At the Covington County Probate Office, Probate Judge Ben Bowden said with the new law in effect, people must now show proper identification when registering a vehicle or renewing a tag.

He said the new driver’s license verification system will help in some ways, “but I want our customers to please remember that proof of lawful presence, which is usually an Alabama Driver’s License, will be required to be shown at the time of registration/renewal.

“I anticipate that the new verification system will be helpful in situations where more than one owner appears on the registration and that owner is unavailable at renewal time,” he said. “If we have a name, driver’s license number and its expiration date, we can verify a driver’s license and proceed with renewal. The new verification system will also help with on-line renewals.”

Bowden said the most difficult situations will arise with registrations in more than one name.

“If you’re in this situation, please secure all information necessary to renew such as a photocopy of the driver’s license or name, driver’s license number and its expiration date from each owner listed on the registration prior to renewal,” he said.
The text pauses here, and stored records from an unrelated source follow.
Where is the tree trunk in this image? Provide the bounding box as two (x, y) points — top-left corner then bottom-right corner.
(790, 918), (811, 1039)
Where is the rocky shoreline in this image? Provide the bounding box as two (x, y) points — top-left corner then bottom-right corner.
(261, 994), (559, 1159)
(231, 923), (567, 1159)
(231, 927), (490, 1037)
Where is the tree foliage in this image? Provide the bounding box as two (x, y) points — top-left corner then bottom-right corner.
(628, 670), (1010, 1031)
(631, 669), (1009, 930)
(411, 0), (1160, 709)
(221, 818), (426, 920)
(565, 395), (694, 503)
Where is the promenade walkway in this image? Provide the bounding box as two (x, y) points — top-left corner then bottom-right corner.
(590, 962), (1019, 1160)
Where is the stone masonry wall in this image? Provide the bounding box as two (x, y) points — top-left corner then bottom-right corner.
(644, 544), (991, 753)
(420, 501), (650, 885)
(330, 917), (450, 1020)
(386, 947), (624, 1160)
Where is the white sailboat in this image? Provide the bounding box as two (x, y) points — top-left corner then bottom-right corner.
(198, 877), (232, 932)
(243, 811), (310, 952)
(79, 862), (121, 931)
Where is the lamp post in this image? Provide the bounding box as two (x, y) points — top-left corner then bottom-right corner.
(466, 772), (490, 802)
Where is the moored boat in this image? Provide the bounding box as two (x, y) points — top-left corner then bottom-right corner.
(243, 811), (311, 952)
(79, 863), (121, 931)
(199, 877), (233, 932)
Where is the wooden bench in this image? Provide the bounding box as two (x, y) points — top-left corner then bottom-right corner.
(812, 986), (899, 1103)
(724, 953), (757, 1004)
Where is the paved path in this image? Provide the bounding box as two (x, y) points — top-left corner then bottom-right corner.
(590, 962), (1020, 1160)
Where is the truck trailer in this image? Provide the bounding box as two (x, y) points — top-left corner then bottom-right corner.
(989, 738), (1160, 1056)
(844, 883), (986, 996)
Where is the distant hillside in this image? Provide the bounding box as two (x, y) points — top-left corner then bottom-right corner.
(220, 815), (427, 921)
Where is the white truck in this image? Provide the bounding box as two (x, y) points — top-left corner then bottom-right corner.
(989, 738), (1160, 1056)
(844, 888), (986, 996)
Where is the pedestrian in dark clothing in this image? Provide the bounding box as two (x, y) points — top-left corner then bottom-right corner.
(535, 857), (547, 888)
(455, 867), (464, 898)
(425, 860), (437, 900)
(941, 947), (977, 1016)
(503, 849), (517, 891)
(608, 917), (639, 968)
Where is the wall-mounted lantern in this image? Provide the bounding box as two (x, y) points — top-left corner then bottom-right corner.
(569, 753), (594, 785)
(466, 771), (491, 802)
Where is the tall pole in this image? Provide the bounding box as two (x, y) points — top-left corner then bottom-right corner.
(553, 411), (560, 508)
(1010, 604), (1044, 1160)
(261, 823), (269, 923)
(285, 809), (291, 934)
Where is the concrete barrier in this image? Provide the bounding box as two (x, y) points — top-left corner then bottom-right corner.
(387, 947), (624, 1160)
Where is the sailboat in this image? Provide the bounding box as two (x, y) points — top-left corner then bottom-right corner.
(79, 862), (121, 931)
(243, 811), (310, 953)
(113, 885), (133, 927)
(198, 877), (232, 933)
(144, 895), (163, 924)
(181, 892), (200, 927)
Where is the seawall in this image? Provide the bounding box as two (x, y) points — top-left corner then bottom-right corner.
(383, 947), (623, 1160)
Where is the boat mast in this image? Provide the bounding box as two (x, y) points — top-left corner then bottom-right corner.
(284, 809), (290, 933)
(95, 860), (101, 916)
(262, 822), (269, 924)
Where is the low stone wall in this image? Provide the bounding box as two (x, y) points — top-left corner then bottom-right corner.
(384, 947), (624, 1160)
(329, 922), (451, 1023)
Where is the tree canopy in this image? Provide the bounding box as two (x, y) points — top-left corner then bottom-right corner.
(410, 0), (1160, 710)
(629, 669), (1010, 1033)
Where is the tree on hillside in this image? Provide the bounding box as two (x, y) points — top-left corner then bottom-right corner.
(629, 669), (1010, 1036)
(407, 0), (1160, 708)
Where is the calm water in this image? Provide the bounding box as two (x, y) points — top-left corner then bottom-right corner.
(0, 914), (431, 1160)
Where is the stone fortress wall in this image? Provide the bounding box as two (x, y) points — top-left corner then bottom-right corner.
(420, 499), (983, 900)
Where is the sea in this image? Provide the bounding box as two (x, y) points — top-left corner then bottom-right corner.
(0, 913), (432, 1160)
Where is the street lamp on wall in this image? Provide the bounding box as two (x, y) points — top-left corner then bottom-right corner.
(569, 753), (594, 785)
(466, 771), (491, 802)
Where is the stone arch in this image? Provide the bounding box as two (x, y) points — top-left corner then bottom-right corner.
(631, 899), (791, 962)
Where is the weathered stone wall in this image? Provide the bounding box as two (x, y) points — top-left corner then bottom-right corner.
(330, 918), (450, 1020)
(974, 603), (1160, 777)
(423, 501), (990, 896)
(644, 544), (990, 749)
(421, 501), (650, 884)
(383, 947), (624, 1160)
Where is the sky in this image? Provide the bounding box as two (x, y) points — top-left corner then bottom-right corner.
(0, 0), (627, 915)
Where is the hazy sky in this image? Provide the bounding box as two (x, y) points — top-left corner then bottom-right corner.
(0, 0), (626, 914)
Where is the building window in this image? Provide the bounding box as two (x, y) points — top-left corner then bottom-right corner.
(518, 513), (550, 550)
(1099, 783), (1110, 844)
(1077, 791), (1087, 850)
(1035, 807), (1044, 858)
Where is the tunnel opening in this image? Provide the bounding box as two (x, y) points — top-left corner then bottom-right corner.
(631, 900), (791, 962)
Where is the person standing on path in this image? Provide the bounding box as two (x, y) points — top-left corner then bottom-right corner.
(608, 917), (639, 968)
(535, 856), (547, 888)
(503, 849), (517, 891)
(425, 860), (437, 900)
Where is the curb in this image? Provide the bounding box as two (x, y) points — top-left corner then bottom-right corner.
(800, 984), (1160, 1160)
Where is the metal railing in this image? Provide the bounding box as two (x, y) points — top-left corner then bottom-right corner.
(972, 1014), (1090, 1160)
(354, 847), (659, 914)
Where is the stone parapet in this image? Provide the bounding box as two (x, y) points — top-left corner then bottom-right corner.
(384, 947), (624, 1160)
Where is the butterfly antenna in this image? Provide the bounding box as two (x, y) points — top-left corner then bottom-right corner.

“It is going to be confusing at first,” he said.

Bowden offered some tips to try when renewing or registering a vehicle:

• Try mail in renewal or on-line at;

• If you come to the office, have your driver’s license ready and a photocopy of the driver’s license of any joint owner of the vehicle; and

• Anticipate long lines and don’t wait until the last minute.

Bowden said an email address has been set up so that a customer who lacks the proper documentation can email those items later if that is more convenient.

“Remember, mail-in and online renewals require photos or photocopies of the proper documentation during the renewal process,” he said.

Those with questions can call 428-2510.

The agriculture community will also be greatly impacted.

State Agriculture Commissioner John McMillan announced Thursday his office will launch a web seminar series on Oct. 14 to help area farmers “dig through” the new law.

“Now that there is a ruling from the federal district court, we are moving forward to help farmers and agribusinesses understand their role and responsibilities in complying with the immigration law,” McMillan said. “This law contains many provisions with stiff fines and penalties. It is critical for farmers and agribusinesses to understand fully how this law applies to them.”

The three-part series will be held at the Extension Office, located across from the county health department, from 10 a.m. until 1 p.m. The seminar will talk about “do’s and don’ts for employers.”